Texte intégral
L'occasion m'est donnée aujourd'hui de rencontrer les responsables régionaux et départementaux ainsi que les représentants des hospitaliers.
En ce début d'année, je voudrais tout d'abord adresser à chacune et chacun d'entre vous ainsi qu'à tous ceux qui vous sont chers mes vœux de santé et de bonheur.

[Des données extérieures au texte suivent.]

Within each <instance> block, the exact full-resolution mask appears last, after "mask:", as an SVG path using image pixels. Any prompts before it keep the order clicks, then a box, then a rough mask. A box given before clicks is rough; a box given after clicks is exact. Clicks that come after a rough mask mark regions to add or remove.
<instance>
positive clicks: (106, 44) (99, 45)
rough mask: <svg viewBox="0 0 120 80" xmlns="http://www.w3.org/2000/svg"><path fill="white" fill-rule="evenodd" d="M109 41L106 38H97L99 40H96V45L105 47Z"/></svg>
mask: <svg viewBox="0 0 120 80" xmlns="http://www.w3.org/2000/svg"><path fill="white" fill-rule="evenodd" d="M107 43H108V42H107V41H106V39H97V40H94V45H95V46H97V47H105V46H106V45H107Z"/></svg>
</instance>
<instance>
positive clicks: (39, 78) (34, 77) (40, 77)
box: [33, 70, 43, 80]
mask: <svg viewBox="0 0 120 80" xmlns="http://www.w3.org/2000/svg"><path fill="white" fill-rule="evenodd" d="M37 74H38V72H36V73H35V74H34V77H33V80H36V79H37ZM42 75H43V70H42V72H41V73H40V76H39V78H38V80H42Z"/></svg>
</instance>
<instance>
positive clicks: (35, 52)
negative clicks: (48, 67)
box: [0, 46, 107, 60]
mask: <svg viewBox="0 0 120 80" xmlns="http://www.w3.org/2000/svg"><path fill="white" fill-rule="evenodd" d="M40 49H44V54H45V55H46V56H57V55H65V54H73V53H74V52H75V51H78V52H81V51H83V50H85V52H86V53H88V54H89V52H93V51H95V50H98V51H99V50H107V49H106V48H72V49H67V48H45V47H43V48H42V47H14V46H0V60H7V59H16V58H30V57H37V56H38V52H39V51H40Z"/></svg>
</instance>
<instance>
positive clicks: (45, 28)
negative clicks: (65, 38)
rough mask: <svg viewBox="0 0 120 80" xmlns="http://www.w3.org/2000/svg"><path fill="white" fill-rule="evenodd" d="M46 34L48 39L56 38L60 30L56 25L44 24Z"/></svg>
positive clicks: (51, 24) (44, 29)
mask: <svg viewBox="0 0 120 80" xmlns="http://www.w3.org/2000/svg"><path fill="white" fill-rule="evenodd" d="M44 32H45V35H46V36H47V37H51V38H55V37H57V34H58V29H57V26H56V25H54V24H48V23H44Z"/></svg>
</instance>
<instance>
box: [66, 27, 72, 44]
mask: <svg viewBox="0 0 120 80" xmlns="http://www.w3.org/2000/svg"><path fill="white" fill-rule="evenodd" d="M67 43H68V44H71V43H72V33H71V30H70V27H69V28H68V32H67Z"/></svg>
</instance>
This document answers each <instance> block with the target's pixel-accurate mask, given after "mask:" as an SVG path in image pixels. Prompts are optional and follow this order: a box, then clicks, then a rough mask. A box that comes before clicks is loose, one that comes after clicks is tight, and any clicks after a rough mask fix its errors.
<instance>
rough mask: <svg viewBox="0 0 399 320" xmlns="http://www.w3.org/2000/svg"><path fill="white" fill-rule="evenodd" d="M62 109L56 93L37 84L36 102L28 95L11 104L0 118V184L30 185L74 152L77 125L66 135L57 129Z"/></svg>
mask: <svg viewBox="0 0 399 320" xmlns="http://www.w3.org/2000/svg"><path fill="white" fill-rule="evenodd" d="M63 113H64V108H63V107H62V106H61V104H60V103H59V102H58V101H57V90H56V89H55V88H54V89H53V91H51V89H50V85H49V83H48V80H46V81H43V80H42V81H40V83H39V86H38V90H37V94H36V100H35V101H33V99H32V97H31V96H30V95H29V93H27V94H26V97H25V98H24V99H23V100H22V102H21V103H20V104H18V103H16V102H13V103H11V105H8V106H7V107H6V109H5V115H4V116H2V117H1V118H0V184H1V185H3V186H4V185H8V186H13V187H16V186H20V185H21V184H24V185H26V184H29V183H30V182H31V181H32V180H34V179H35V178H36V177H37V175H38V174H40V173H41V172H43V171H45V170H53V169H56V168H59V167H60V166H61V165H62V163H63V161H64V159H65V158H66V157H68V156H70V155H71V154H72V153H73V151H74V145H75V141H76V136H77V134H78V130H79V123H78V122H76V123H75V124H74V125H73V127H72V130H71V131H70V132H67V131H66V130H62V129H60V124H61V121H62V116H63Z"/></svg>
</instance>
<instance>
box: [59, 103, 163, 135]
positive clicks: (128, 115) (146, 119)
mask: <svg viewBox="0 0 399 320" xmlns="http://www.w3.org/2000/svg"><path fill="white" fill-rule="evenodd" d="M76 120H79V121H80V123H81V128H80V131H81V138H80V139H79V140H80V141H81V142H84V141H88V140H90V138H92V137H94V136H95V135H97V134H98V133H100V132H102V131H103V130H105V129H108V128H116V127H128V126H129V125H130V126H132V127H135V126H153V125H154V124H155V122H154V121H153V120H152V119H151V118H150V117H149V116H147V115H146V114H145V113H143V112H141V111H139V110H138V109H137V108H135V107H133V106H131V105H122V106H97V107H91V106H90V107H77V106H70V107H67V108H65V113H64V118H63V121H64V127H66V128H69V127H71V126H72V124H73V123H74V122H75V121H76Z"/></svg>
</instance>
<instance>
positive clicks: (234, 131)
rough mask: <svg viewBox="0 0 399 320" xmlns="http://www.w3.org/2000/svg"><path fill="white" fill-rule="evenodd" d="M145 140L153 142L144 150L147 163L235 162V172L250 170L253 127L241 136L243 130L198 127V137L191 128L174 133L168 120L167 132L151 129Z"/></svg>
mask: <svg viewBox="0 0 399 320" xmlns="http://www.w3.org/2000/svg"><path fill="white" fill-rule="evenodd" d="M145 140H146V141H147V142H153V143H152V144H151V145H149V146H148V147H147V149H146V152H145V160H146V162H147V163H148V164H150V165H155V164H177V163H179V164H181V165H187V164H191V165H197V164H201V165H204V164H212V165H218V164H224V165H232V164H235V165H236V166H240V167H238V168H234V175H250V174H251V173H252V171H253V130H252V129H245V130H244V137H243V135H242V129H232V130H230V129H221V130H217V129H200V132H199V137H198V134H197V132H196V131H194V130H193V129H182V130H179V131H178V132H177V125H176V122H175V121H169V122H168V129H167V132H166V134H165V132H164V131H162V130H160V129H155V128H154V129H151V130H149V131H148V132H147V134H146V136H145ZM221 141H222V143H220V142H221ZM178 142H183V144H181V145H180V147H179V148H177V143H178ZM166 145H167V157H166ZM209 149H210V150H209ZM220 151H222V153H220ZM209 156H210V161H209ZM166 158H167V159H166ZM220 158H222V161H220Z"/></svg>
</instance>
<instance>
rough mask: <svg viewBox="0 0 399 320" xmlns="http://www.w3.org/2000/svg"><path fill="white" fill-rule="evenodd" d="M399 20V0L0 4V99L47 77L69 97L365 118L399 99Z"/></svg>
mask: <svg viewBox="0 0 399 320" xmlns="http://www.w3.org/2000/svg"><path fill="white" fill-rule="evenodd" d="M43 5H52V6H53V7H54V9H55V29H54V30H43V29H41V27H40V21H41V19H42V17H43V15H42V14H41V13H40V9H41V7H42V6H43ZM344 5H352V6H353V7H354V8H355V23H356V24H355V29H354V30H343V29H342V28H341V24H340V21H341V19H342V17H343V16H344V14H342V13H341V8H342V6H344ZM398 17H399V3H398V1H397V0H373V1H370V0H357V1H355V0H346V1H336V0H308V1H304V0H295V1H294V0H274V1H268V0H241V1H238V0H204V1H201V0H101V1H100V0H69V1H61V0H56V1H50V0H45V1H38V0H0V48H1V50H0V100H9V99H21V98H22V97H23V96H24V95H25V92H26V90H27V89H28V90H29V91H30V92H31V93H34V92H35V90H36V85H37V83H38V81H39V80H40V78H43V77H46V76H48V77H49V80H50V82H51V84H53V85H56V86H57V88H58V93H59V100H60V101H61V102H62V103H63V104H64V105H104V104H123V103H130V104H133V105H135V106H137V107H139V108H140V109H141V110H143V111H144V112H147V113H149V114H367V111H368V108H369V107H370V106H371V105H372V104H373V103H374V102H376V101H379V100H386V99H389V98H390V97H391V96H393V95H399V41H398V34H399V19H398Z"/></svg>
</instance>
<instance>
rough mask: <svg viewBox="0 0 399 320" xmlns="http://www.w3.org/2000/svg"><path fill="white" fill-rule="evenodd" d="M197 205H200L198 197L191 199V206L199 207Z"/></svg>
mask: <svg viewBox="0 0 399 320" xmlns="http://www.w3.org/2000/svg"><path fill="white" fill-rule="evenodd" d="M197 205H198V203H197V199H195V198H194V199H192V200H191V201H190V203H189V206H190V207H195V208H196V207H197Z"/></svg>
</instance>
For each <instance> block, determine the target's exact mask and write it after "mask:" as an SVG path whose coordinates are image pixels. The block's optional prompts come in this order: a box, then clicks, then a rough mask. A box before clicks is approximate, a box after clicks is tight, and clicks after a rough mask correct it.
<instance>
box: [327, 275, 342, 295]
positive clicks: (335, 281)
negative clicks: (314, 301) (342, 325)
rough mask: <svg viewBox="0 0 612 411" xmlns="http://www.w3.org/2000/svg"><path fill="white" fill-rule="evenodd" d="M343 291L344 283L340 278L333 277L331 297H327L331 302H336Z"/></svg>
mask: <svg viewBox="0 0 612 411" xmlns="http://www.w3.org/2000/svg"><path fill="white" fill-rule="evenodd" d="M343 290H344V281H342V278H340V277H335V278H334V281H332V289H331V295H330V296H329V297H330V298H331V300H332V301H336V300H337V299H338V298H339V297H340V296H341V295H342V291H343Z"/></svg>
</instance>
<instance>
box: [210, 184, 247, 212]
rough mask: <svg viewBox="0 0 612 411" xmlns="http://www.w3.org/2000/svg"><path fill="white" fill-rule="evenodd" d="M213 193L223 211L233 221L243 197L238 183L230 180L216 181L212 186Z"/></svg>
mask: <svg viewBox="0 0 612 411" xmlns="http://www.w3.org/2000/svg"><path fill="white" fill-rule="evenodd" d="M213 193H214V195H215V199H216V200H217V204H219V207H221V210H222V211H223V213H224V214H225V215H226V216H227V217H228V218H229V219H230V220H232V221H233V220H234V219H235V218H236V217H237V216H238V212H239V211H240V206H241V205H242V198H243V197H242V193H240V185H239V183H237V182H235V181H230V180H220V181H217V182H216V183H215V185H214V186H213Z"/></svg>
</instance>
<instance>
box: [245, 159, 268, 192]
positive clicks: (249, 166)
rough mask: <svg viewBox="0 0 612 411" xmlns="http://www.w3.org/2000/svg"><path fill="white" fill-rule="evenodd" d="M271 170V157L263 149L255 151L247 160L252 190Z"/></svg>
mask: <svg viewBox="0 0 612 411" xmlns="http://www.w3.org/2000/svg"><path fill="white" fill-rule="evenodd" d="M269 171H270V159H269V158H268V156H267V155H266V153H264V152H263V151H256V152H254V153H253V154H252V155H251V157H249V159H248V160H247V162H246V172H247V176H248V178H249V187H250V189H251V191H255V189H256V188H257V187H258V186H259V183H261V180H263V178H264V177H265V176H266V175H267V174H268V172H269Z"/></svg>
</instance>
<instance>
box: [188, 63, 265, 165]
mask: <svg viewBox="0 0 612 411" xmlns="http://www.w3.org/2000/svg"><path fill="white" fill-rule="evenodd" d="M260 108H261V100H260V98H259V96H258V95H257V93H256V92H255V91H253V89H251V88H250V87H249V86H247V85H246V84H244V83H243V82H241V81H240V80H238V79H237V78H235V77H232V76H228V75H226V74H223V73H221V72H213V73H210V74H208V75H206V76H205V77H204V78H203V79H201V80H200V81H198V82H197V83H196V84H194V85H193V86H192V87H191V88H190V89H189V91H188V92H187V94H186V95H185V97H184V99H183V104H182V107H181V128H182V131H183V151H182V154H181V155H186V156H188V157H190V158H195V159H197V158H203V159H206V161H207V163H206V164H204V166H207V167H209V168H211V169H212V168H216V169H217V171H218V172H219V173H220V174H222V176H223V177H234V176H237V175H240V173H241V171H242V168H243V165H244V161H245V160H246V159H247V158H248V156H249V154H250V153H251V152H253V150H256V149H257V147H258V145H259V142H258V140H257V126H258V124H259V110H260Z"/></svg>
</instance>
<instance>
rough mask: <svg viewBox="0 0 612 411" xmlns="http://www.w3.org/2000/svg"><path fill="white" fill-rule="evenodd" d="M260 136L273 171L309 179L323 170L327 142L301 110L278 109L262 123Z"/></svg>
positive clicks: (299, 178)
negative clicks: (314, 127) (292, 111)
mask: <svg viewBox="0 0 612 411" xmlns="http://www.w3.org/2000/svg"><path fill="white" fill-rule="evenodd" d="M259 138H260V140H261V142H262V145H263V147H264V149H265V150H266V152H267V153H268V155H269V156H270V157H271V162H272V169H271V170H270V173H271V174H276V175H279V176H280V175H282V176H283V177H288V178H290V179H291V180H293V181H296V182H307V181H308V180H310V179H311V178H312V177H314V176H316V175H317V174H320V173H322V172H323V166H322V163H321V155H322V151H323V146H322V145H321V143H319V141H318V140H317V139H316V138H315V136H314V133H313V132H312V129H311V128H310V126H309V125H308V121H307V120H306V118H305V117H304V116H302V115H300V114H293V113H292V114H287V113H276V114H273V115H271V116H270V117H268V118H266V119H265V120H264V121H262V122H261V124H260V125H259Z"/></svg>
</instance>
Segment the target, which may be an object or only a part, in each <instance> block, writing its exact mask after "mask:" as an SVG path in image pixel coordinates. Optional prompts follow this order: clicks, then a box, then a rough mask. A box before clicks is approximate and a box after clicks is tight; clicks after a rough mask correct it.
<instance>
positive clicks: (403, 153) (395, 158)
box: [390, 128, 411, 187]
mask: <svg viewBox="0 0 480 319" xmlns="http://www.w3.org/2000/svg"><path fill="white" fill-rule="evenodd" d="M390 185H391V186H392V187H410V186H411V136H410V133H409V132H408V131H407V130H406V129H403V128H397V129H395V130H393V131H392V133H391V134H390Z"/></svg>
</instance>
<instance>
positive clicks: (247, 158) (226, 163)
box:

Au plan professionnel, cette année 1989 sera pour les services extérieurs et pour l'administration centrale celle de la modernisation. Cette modernisation est une priorité, c'est une condition de l'efficacité de notre action et du bon fonctionnement des institutions très nombreuses avec lesquelles les services centraux et extérieurs sont en relation.
Cela passe par une série de mesures liées à la déconcentration des décisions et des responsabilités, aux moyens des services, à l'assouplissement des procédures, à la formation des personnels et à l'information des usagers. Un important travail de réflexion est en cours et devra déboucher prochainement sur des décisions concrètes dont la mise en œuvre donnera lieu à une planification.
C'est un véritable programme pluriannuel qui devra être arrêté.
Cette volonté de modernisation doit également concerner les différents secteurs dans lesquels s'exerce notre action : la solidarité nationale, la santé et la protection sociale.
J'ai donc souhaité cette rencontre au moment où se préparent les arbitrages et les décisions budgétaires pour des établissements hospitaliers et au moment où le Gouvernement engage avec les partenaires sociaux une phase de concertation sur notre système de protection sociale.
J'ai souhaité également que cette rencontre ait lieu avec les représentants des hospitaliers. La présence des présidents et des membres des bureaux des Conférences de direction et des présidents de commission médicale des CHU, des CHG et des CHS est bien le signe des nouvelles relations que j'entends voir s'instaurer progressivement entre les services de tutelle et les établissements hospitaliers.
Cette nouvelle politique doit s'inscrire dans le cadre de notre système de protection sociale.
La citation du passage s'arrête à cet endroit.